7:20pm Thursday 22nd July 2010
THE GOVERNMENT has hit back at claims that a promise to ease the tax bills of Southampton port firms was a pre-election bribe.
John Denham, Labour MP for Southampton Itchen, suggested in the Commons last week that the coalition’s decision to spend hundreds of millions of pounds “entirely wiping out” the rates of certain port properties showed its priorities were wrong as public services faced severe budget cuts.
Mr Denham, shadow communities secretary, told MPs: “Is not that a pretty disgraceful piece of pork-barrelling, given that the measure is aimed at what were Tory target seats in the last general election?
People up and down the country who face their services being cut will ask why that is a priority in these difficult times.”

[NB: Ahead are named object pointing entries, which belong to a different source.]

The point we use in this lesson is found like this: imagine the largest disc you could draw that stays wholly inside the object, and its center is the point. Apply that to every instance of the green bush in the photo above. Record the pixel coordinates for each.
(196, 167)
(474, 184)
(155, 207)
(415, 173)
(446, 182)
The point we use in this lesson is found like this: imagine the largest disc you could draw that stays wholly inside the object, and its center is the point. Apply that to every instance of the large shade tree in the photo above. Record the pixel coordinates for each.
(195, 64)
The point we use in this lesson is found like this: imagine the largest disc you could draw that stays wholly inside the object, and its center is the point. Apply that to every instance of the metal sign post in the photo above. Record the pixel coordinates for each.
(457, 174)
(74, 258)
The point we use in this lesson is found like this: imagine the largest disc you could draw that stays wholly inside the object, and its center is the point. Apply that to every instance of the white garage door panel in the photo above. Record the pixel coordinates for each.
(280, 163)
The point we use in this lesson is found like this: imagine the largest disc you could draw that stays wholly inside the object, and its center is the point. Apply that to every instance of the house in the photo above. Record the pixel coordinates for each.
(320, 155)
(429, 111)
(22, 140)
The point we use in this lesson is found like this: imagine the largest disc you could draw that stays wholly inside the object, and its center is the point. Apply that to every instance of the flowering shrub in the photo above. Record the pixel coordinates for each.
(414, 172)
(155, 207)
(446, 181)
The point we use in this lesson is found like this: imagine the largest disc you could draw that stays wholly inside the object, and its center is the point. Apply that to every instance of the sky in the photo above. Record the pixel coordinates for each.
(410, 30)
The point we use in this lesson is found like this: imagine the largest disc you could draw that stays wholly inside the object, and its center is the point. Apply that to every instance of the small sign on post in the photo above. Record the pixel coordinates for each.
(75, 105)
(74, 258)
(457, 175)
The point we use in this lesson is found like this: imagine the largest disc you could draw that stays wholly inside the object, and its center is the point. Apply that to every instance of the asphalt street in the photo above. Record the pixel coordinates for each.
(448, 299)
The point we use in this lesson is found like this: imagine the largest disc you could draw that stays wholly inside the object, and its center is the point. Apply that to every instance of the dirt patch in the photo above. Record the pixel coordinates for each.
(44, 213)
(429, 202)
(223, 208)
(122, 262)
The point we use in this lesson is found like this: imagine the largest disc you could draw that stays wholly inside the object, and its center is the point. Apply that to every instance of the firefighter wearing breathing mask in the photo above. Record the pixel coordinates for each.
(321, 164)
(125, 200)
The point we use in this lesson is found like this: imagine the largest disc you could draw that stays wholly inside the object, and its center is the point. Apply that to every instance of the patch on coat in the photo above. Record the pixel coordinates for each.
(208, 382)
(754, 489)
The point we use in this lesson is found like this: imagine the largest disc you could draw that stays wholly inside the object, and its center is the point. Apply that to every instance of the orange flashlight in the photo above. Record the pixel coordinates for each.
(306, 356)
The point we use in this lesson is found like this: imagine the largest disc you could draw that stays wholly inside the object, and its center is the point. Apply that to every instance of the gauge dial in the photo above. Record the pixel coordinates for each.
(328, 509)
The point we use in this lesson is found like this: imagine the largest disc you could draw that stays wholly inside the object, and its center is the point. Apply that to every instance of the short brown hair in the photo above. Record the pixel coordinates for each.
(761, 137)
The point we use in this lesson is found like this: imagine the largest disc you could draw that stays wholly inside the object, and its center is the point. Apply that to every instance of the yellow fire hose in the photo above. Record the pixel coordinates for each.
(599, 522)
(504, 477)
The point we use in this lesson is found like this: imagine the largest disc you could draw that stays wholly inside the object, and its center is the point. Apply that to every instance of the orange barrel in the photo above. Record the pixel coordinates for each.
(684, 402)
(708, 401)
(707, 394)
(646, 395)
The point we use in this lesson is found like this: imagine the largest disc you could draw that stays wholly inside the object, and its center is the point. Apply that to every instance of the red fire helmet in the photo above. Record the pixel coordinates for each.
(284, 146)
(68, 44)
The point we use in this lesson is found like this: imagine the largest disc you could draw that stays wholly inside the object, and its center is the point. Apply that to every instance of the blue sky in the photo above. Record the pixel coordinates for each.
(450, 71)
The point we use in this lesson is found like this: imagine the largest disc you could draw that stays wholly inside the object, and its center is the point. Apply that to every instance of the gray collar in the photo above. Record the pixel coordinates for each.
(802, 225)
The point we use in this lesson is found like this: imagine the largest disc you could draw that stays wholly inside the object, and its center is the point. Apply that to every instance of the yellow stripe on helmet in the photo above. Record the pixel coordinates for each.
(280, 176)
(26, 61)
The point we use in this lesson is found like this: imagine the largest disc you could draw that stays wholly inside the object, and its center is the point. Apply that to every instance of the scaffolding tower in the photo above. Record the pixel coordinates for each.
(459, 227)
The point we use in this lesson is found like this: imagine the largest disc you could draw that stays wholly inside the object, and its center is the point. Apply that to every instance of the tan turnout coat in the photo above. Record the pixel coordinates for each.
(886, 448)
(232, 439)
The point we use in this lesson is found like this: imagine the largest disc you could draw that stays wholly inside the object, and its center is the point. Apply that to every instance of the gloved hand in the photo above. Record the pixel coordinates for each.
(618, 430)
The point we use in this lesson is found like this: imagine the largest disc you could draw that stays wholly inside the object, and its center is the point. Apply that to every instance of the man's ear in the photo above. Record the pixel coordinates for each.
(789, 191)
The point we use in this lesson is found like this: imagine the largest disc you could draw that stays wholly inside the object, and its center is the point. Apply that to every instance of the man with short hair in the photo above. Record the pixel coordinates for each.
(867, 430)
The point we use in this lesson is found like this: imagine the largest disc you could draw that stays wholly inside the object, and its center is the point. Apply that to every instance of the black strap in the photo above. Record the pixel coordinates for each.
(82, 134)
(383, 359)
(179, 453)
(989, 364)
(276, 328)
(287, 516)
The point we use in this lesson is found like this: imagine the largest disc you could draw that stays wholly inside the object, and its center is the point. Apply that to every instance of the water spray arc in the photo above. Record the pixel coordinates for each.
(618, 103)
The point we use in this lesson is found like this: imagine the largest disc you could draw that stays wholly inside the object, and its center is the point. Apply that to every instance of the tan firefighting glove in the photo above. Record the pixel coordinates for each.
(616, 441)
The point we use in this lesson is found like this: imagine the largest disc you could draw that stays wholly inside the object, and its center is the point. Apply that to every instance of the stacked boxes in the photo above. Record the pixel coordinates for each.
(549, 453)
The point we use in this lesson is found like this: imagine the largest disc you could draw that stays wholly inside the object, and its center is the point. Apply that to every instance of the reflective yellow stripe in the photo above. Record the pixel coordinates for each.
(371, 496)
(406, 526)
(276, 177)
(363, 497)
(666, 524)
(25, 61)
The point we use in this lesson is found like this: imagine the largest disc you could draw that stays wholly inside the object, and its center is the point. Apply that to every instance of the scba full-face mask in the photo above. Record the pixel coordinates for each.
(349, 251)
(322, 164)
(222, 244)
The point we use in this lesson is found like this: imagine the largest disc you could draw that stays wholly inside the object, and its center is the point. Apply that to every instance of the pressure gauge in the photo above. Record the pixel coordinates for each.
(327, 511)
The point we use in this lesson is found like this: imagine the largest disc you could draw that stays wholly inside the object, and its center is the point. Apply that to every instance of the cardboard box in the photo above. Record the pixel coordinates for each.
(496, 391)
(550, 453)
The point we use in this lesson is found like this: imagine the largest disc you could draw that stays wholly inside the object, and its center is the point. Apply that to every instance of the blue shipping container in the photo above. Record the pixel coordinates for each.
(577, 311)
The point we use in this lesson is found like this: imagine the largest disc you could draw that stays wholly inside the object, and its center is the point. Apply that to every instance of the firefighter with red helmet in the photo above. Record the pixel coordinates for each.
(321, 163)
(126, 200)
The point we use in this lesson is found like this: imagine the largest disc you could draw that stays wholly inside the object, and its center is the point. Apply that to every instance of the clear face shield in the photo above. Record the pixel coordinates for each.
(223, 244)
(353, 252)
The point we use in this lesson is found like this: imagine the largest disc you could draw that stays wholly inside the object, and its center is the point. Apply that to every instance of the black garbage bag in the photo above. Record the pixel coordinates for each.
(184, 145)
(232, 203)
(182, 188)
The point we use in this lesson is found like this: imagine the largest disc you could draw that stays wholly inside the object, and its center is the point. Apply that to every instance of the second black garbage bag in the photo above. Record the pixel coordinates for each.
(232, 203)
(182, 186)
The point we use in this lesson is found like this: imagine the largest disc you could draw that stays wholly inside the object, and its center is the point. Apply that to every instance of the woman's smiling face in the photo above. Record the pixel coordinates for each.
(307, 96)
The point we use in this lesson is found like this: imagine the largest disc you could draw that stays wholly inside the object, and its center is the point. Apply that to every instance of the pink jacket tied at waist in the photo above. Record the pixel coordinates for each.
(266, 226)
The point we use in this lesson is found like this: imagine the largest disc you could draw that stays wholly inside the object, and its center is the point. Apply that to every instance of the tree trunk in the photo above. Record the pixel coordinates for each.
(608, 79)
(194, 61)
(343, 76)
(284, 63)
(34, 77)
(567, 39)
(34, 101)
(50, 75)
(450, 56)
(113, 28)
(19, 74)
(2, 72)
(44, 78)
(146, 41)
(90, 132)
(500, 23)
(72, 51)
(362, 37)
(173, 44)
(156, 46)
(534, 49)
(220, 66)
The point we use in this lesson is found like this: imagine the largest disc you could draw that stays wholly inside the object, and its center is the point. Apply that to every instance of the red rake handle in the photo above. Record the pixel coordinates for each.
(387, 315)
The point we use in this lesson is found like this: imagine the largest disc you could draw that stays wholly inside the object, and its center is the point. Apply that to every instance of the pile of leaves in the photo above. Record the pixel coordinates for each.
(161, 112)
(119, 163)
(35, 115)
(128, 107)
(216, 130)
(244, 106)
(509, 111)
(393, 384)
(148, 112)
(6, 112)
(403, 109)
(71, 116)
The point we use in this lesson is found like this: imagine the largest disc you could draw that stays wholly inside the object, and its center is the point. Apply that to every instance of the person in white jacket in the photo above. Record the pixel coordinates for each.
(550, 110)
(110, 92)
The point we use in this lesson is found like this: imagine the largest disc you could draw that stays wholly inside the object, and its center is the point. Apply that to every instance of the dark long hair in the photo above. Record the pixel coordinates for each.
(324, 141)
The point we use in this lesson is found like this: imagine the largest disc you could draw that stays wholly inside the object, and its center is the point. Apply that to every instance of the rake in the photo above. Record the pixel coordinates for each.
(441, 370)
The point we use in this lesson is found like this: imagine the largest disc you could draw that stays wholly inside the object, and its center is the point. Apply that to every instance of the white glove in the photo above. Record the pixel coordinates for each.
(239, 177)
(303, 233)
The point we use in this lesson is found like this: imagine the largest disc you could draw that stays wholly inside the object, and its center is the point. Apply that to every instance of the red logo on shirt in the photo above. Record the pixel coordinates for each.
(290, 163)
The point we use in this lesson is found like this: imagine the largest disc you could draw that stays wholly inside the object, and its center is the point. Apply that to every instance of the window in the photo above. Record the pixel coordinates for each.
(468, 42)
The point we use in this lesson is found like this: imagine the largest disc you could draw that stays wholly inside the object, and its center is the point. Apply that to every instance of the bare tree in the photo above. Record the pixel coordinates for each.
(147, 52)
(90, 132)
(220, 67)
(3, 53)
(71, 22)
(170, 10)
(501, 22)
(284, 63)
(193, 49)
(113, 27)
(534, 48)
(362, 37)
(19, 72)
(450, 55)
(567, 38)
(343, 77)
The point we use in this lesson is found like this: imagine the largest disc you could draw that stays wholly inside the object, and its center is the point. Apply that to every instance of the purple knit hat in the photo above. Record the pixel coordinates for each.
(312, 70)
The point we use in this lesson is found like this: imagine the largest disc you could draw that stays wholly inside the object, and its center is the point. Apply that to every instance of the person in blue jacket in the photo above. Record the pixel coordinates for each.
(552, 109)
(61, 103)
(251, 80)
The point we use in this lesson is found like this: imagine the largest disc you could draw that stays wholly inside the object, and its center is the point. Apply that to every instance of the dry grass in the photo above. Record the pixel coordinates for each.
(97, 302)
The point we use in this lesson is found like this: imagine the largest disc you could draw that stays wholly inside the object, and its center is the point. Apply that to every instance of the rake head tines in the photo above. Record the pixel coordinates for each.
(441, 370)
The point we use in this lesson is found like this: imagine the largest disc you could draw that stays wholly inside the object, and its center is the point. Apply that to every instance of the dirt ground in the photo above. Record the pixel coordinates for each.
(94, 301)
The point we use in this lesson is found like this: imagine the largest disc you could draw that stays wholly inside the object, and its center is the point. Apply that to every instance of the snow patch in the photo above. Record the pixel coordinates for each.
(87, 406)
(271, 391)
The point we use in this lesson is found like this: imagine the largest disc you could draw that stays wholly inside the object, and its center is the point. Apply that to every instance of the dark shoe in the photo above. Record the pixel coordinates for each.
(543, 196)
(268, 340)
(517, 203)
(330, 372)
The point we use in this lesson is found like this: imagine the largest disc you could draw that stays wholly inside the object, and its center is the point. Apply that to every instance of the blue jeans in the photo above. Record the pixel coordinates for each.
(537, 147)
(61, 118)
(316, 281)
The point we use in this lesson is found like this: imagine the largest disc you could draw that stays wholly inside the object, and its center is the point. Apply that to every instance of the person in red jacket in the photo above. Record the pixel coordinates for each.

Yesterday, however, ministers rejected the criticism as it emerged that firms in Southampton port stood to benefit from the changes to the tune of £3m.
The Government has already implemented a moratorium for the payment of certain rates bills until the end of March next year, while in June’s emergency budget Chancellor George Osborne announced plans to cancel the backdated element of bills for businesses hit with unexpected and significant rates.
Local Government Minister Bob Neill, in a letter to Mr Denham, said he was “disappointed”
by the Southampton MP’s attack on action to help “struggling firms facing the unfair imposition of retrospective business rates”. He said: “Far from being ‘pork barrel politics’, our steps are helping many constituencies with Labour MPs who have large majorities.”
Mr Denham, in response to the letter, said yesterday: “Everyone knows Government has to take difficult decisions about spending.
Every company that benefits from this will be pleased. But the Communities and Local Government department is slashing grants to local councils and putting at risk services and schools for a policy that will cost nearly £400m, with less than £1 in every £4 of that going to businesses in ports.
“The Government simply cannot justify spending this amount when so many frontline services are being hammered.”